Armstrong asked Morran about the two letters the police had uncovered. Morran only admitted to Armstrong that he had written one and Hatton the other. In the end, Armstrong was unable to provide any real information linking Morran to the murder.
During Nugent’s closing remarks to the jury, the Manitoba Free Press reported, “Young Morran moved to the end of the box while the appeal for his life was being made. He was more attentive and thoughtful at (that moment than) any time during the long seven days that he sat in the box. Mr. Nugent’s burst of eloquence worked the accused into a state of excitement which was apparent when, with trembling lips and flushed countenance, he asked the Free Press representative as soon as Mr. Nugent concluded, what he thought of his chances now.”
At the end of prosecutor Howell’s remarks, Morran told the same reporter, “I wish I could have a chance to explain to the jury some of the things he (Howell) mentioned. A great deal of the time he didn’t know what he was talking about. Well, I’m glad it’s nearly over. This time tomorrow I’ll be a free man, will be with my father and mother and go home with them.”
After Justice Dubuc’s instructions to the 12-member jury, it took them four hours to arrive at a not guilty verdict.
“A great cheer went up from the crowd of spectators,” reported the November 13, 1896, Manitoba Free Press. “Ladies waved their handkerchiefs and added their voices to the tumultuous approval of the jury’s verdict. In vain did the officials call for order ...”
Despite his early confidence expressed to the Free Press reporter: “For an instant the prisoner did not seem to realize the meaning of the words that said he was not the murderer of Hannah Hatton — that after nine months of imprisonment and nine days of trial made him again a free man.”

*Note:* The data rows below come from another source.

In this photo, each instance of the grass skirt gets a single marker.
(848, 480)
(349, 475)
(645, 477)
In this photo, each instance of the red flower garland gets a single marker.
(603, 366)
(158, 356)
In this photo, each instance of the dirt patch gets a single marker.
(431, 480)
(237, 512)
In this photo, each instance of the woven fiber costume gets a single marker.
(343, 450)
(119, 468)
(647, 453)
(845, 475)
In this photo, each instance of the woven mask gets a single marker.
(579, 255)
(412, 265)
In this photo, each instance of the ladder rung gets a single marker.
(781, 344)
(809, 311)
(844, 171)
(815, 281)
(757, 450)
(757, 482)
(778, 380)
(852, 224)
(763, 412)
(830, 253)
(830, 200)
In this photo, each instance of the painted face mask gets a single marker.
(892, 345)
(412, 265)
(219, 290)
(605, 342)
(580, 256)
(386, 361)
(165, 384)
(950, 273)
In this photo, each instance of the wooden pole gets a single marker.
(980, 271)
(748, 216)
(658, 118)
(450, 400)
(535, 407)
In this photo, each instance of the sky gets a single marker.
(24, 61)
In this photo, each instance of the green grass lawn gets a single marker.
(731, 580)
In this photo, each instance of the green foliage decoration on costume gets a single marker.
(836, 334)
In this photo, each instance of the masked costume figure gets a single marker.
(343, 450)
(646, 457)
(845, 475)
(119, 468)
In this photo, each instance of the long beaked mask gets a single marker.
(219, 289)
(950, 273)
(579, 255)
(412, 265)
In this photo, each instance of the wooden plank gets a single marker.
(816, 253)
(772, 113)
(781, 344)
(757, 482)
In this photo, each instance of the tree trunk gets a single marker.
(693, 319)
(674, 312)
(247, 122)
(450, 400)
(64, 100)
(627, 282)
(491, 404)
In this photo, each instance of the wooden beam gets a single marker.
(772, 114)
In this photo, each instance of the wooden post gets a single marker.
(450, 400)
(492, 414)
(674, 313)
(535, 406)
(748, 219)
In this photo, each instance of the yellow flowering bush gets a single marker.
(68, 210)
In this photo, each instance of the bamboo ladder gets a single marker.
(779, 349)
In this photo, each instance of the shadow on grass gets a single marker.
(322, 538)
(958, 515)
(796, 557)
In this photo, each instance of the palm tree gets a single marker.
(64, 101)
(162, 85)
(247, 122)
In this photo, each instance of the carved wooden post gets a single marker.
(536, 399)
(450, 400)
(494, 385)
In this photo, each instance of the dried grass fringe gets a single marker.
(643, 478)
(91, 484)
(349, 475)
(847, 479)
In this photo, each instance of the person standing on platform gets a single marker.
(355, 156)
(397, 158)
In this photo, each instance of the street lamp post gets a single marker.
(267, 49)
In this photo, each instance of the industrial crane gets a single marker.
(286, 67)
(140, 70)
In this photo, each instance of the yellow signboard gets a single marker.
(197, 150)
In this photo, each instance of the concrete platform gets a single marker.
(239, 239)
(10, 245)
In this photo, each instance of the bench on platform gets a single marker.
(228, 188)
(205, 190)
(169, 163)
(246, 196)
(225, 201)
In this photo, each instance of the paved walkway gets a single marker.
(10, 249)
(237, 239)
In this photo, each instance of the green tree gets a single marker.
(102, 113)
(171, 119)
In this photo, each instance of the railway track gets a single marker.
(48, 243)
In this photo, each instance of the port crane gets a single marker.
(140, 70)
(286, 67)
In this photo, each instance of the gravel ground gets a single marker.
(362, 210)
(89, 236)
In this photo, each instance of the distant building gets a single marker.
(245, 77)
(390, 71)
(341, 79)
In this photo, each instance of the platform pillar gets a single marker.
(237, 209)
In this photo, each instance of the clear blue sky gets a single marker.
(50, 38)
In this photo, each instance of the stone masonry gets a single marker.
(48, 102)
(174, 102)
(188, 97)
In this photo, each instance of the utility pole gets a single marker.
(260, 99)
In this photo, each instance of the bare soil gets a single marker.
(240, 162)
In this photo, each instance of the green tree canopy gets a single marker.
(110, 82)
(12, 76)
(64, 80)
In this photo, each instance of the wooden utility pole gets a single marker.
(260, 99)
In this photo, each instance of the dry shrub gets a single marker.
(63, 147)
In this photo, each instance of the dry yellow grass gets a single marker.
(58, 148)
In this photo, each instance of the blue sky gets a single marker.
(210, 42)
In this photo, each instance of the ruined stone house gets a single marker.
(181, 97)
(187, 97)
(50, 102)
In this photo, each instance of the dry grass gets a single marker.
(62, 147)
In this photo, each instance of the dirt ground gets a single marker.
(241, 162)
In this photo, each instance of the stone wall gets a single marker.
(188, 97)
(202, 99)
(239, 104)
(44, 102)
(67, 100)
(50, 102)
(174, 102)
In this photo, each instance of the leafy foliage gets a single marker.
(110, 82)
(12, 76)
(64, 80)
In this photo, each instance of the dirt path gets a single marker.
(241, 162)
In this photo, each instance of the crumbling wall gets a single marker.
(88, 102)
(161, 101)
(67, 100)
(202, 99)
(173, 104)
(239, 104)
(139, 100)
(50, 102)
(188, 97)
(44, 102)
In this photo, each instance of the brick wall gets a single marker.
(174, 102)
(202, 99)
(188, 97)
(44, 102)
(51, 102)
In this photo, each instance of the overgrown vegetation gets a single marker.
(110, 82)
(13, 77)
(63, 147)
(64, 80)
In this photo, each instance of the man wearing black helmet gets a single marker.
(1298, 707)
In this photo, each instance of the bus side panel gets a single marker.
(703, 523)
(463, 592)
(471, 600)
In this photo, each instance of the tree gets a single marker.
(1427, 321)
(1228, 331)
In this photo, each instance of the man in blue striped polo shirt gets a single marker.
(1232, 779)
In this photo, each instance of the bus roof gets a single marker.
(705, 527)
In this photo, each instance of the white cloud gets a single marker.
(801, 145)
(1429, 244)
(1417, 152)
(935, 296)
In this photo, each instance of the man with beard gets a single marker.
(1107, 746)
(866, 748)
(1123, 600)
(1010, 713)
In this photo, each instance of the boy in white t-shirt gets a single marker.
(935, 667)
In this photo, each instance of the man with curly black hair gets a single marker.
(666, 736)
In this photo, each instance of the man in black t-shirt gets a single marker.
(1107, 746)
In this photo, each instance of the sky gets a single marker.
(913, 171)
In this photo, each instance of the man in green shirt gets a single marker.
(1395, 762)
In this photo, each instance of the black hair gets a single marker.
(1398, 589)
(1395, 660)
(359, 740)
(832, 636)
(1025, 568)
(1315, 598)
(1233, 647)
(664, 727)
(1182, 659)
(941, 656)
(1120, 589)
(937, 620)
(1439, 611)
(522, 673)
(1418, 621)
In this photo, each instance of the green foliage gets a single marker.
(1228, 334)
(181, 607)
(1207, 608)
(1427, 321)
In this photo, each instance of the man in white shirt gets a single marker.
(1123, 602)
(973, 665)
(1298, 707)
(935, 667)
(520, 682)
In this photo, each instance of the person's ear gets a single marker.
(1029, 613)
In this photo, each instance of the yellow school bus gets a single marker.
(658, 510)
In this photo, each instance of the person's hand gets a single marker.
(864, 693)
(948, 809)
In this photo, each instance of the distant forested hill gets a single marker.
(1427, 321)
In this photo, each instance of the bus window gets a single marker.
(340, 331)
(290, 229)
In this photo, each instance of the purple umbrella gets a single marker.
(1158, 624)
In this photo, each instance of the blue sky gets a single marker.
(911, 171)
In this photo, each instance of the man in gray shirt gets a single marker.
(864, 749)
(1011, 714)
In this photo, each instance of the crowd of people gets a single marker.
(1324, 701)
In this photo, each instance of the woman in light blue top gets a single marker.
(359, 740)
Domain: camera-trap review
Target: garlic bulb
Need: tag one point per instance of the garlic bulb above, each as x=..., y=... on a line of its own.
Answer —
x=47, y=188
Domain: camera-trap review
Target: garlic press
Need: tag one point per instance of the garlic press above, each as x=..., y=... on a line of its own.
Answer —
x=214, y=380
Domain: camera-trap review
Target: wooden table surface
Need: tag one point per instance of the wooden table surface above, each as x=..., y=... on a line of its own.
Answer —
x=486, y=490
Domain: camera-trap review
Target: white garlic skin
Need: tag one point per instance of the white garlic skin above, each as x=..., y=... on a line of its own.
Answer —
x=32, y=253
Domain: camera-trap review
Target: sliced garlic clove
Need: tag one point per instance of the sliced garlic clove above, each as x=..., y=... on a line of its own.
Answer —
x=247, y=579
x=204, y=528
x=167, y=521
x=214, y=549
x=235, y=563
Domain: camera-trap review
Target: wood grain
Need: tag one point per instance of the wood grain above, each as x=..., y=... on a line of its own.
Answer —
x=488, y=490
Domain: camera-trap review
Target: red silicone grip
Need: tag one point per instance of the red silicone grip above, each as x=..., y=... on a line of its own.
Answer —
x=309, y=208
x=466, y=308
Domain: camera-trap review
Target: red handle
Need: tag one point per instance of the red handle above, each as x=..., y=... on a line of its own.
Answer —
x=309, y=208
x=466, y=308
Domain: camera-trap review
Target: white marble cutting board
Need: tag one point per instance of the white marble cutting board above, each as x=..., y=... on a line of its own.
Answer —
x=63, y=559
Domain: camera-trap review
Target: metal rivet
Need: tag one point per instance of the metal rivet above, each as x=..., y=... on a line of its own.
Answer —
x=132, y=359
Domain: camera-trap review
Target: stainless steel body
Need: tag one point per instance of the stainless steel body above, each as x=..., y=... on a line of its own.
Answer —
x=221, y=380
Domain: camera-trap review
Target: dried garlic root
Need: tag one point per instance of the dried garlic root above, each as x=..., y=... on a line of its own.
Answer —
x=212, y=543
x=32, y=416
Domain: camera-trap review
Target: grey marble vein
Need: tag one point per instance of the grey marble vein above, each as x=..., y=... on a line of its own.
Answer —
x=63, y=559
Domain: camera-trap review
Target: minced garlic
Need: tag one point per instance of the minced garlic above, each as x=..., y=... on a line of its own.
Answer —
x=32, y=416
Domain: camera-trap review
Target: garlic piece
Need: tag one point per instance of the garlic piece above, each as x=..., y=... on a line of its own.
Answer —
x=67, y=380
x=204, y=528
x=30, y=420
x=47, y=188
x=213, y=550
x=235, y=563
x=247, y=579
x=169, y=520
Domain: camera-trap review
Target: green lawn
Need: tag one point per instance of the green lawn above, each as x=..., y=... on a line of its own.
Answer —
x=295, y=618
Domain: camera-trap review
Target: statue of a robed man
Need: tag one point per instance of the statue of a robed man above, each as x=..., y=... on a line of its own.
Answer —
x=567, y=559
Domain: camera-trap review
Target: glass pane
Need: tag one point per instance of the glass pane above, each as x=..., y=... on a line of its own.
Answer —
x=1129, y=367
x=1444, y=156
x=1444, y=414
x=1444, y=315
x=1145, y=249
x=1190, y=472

A Free Press reporter standing near Morran offered his congratulations, but the young man was only able to say in a trembling voice, “Is it so?”
When assured he had been pronounced not guilty, Morran left the courtroom and was greeted outside by a throng of well-wishers. He left in the company of his father, as his mother could not bear the tension preceeding the verdict and had already left the courtroom.
Nugent’s defence of his client was regarded as the pinnacle of his skill as a lawyer. The Free Press obituary the day after Nugent’s death on July 5, 1937, said: “Robert Morran, the accused, was acquitted, and the ability shown by his counsel was recognized far and wide, the case having developed into one of the most sensational in the provincial records.”
“Morran’s acquittal will not be the end of the Hatton murder mystery,” predicted the Free Press at the end of Morran’s trial. “The atrocious crime has yet to be atoned, and the authorities will prosecute the search for the gentlemen with more vigor than ever.”
But it would be years before the facts of the murder were revealed through a deathbed confession rather than a police investigation.
“Twenty odd years later the solution came,” wrote Porter in his 1943 Tribune article, Dying Admission Solves Old Murder. “On his deathbed the doctor on whom the girl had called on the night of her death confessed that he had killed her and placed the body where it was found. His motive was never disclosed.
“He had returned to Ontario some time after the trial, and his belated confession was printed in Winnipeg newspapers. Robert Morran had long since been acquitted in the public mind as in the courts — if, indeed, anyone ever did think seriously that he was guilty. This was one of Manitoba’s most dramatic criminal trials.”
Bill Harrison, a relative of Robert Morran, told the WREN that family oral history related few details of Hatton’s murder other than Morran’s innocence and that Dr. Walter Scott confessed to killing the young woman 20 years after the fact.